Der Mikrozensus 2026 hat begonnen. Von Januar bis Dezember wird ein Prozent der Bevölkerung in Deutschland nach einem statistischen Zufallsverfahren ausgewählt und befragt. Das Statistische Bundesamt teilte mit, dass die ausgewählten Haushalte um ihre Unterstützung gebeten werden.

Themen und Zielsetzung

Die Befragten sollen Auskunft zu Themen wie Familie, Bildung, Arbeitsmarktbeteiligung, Migration, Einkommen, lebensbedingungen, Wohnsituation und Internetnutzung geben. Die Ergebnisse stehen der Öffentlichkeit, Politik, Verwaltung, Wirtschaft, Wissenschaft und den Medien zur Verfügung.

Unterschiede zum Zensus

Im Gegensatz zum Zensus,der zuletzt 2022 durchgeführt wurde und alle zehn Jahre stattfindet,liefert der Mikrozensus jährlich aktuelle Daten zur wirtschaftlichen und sozialen Situation der Bevölkerung.

Zusatzprogramm Wohnen

Alle vier Jahre werden im Mikrozensus vertiefende Fragen zum Thema Wohnen gestellt. In diesem Jahr geben die Daten aufschluss über Eigentumsquote, Wohnfläche und durchschnittliche mietbelastung der Haushalte in Deutschland.

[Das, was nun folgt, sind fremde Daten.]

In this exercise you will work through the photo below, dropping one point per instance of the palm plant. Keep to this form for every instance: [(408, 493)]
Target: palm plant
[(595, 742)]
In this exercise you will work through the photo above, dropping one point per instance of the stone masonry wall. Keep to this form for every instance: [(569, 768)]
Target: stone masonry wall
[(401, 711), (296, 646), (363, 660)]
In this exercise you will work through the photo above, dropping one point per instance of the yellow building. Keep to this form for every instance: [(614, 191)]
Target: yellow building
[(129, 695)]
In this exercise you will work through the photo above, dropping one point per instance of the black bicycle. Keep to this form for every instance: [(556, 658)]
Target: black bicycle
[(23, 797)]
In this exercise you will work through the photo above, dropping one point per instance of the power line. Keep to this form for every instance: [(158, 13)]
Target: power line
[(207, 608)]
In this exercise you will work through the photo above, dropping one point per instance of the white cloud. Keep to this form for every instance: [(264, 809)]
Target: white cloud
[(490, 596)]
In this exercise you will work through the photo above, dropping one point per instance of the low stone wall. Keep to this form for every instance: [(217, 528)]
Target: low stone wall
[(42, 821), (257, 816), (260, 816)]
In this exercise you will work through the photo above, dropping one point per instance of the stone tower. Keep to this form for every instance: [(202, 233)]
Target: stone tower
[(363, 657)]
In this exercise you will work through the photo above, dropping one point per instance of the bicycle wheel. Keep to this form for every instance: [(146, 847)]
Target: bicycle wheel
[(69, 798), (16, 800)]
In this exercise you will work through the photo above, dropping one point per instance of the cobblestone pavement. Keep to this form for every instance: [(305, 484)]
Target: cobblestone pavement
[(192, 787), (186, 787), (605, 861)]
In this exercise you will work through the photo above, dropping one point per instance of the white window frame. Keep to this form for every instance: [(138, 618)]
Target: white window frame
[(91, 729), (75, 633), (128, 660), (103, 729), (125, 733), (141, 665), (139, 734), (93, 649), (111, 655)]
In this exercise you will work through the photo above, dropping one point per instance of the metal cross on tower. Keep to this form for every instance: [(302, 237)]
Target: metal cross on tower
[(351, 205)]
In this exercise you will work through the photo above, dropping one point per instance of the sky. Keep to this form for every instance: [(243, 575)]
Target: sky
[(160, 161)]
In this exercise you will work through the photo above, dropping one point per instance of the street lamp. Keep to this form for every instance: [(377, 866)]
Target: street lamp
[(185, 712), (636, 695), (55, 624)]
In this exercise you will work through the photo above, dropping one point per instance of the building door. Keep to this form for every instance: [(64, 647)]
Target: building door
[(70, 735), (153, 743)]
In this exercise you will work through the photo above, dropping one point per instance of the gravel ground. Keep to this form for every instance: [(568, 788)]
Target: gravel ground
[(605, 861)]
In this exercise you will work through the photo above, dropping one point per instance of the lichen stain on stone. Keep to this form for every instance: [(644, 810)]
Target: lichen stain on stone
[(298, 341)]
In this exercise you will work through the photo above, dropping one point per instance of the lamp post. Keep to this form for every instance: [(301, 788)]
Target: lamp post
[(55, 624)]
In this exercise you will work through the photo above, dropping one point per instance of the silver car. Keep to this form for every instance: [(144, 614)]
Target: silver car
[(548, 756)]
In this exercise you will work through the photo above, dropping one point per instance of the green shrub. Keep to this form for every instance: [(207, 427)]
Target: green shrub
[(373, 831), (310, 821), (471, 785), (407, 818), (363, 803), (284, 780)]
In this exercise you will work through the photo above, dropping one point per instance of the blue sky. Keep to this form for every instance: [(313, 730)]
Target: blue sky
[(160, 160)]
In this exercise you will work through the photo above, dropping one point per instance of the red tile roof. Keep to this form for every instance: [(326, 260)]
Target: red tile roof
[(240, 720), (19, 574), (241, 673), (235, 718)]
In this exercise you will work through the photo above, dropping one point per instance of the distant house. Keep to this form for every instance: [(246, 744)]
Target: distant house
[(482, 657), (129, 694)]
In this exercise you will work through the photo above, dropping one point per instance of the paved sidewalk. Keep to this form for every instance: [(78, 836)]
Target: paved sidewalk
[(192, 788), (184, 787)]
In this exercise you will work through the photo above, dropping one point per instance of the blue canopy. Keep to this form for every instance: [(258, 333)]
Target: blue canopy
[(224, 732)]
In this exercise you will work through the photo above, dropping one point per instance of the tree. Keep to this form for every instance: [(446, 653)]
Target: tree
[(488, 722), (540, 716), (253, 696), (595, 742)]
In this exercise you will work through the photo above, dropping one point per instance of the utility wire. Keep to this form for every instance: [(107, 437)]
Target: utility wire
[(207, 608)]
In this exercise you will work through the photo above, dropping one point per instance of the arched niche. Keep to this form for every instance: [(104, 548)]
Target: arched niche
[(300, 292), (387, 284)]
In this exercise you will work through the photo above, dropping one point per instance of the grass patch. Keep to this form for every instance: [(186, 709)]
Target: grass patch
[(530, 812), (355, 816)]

Europäische Vergleichbarkeit

Der Mikrozensus integriert Fragen zu europaweit durchgeführten Statistiken über Arbeitsmarktbeteiligung, Einkommen, Lebensbedingungen und Internetnutzung. Diese international vergleichbaren Ergebnisse sind wichtig für Maßnahmen zur Herstellung gleichwertiger Lebensverhältnisse in der EU.

Teilnahme und Durchführung

Haushalte, die für den mikrozensus ausgewählt wurden, werden vom zuständigen Statistischen Landesamt angeschrieben und sind gesetzlich zur Auskunft verpflichtet. Die Befragung kann online, durch Interviewer oder in papierform erfolgen.